Maria Sibylla Merian (1647–1717) was born in Frankfurt to the engraver Matthäus Merian the Elder. She trained as a painter and engraver in her father’s workshop, married a Nuremberg painter named Andreas Graff in 1665, separated from him in 1685 (formally divorced 1692), and had supported herself and her two daughters through the 1680s and 1690s by publishing illustrated natural-history books — initially flowers, then caterpillars, then complete insect life cycles.
Her 1679 Der Raupen wunderbare Verwandelung (“The Caterpillar’s Wonderful Transformation”) was the first European illustrated work to document the complete metamorphic life cycles of European Lepidoptera from egg to caterpillar to pupa to adult moth or butterfly. It established her European reputation as a naturalist.
The book was based on observation of the actual life cycles — Merian raised caterpillars at home in glass jars from the egg stage, fed them on identified host plants, and recorded each transition. The Aristotelian doctrine of spontaneous generation still dominated 17th-century European naturalist orthodoxy: insects were widely believed to emerge from rotting matter or mud. Merian’s life-cycle observations were independent confirmation that every insect had specific parents.
Suriname
By 1699 Merian was 52, widowed, and supporting herself in Amsterdam through botanical illustration commissions. The Dutch West India Company colony of Suriname on the northern coast of South America was, in 1699, the most accessible tropical New World destination for an Amsterdam resident. The Dutch had taken Suriname from the English in 1667; by 1699 it was a small Dutch-controlled coastal sugar-plantation economy with approximately 8,000 enslaved Africans, a few hundred enslaved or coerced Indigenous Arawak and Carib labourers, and approximately 1,000 European planters and officials.
Merian sold her Amsterdam paintings collection in spring 1699 to finance the trip.
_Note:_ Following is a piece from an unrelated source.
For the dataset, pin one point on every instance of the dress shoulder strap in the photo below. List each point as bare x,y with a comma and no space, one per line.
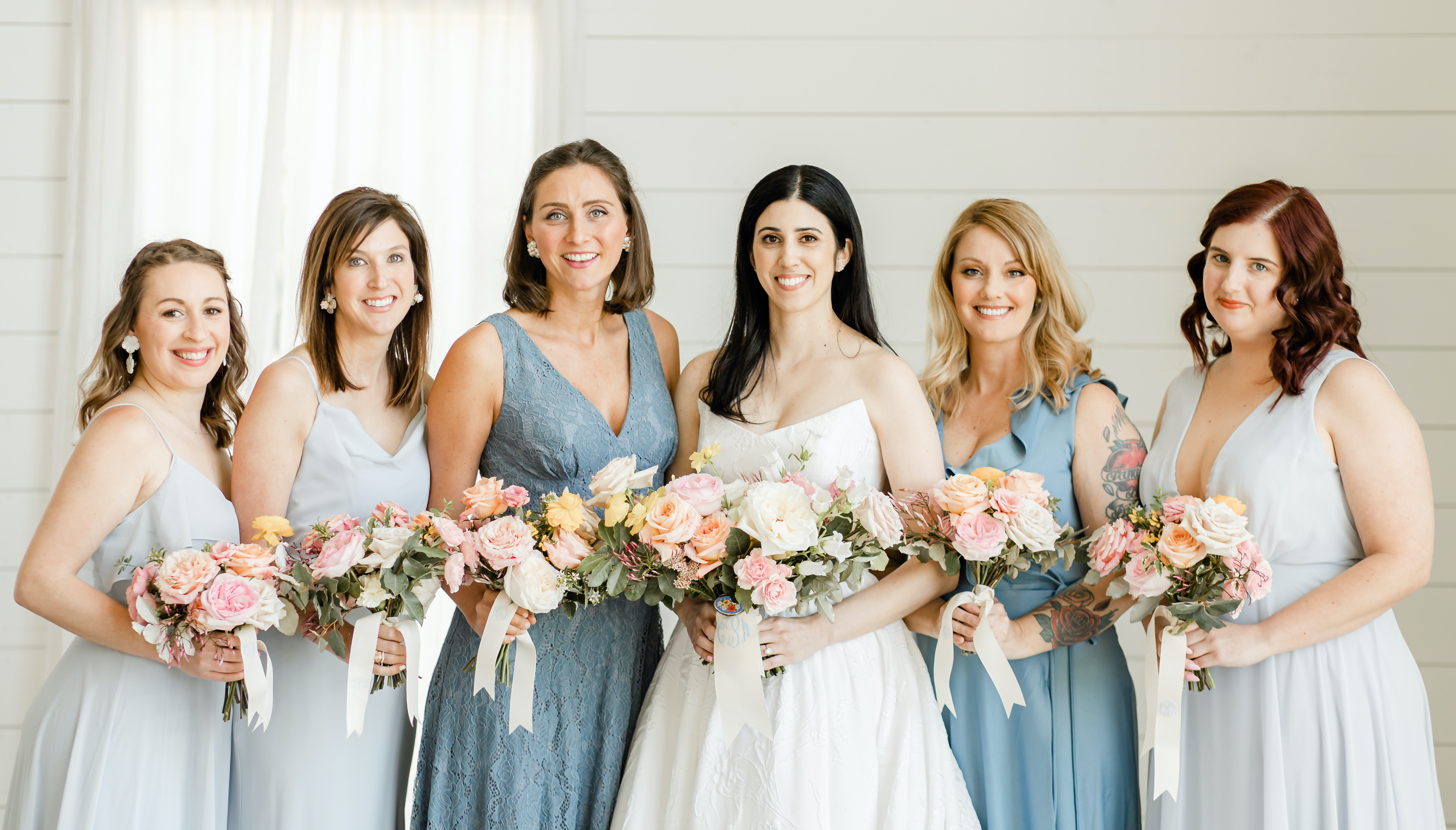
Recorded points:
312,375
She sailed in June 1699 with her younger daughter Dorothea Maria Graff (then 21). The voyage from Texel to Paramaribo took approximately three months. The two women stayed in Suriname for two years.
What she did there
Merian collected, raised in captivity, observed, and illustrated approximately 90 South American insect species — primarily Lepidoptera but also several beetles, a tarantula (which she illustrated eating a hummingbird, producing one of the period’s most-disputed natural-history images), and at least three species of caiman.
Her field method depended on enslaved Indigenous and African labour. She specifically credited her Indigenous informants — whom she identified by language group and not by personal name — for showing her host plants, specific insect locations, and timing of pupation. She paid for some of the labour. She extracted some of it.
She also documented the abortifacient use of the peacock flower (Caesalpinia pulcherrima) by enslaved Indigenous and African women, who were taking the plant to prevent pregnancies into slavery. The detail appears in her caption to plate 45 of the eventual Metamorphosis Insectorum. It is one of the earliest documented references in any European-language scientific work to a specifically anti-slavery reproductive resistance practice.
She got malaria in approximately spring 1701. The illness was severe enough that she and her daughter cut short the planned five-year expedition. They returned to Amsterdam in September 1701 with about 60 paintings, dozens of specimens, and field notes.
The book
The Metamorphosis Insectorum Surinamensium was published in Amsterdam in 1705. It contained 60 large engraved plates, each showing a single insect species through its complete metamorphic cycle, mounted on its specifically observed host plant. The accompanying text described — in Dutch and Latin in the first edition, and subsequently in additional European-language editions — the observed life cycle, the host plant, and the local Indigenous name for both insect and plant.
The book was an immediate scientific success. Merian sold the second edition’s preliminary subscriptions to European royal courts and scientific societies. The Royal Society in London bought multiple copies. Carl Linnaeus, working on his binomial-nomenclature system fifty years later, cited Merian’s Suriname work as the source for approximately 100 species names — among them Sphinx merianella, named in her honour.
Merian suffered a stroke in 1715 and died in January 1717 in Amsterdam, aged 69. Dorothea Maria Graff continued the family scientific-illustration business in Saint Petersburg under Peter the Great’s patronage. Peter had bought the original Merian Suriname paintings in 1717; they are now in the Saint Petersburg Academy of Sciences archive.
She had founded a discipline by sailing alone to a Dutch colony at 52.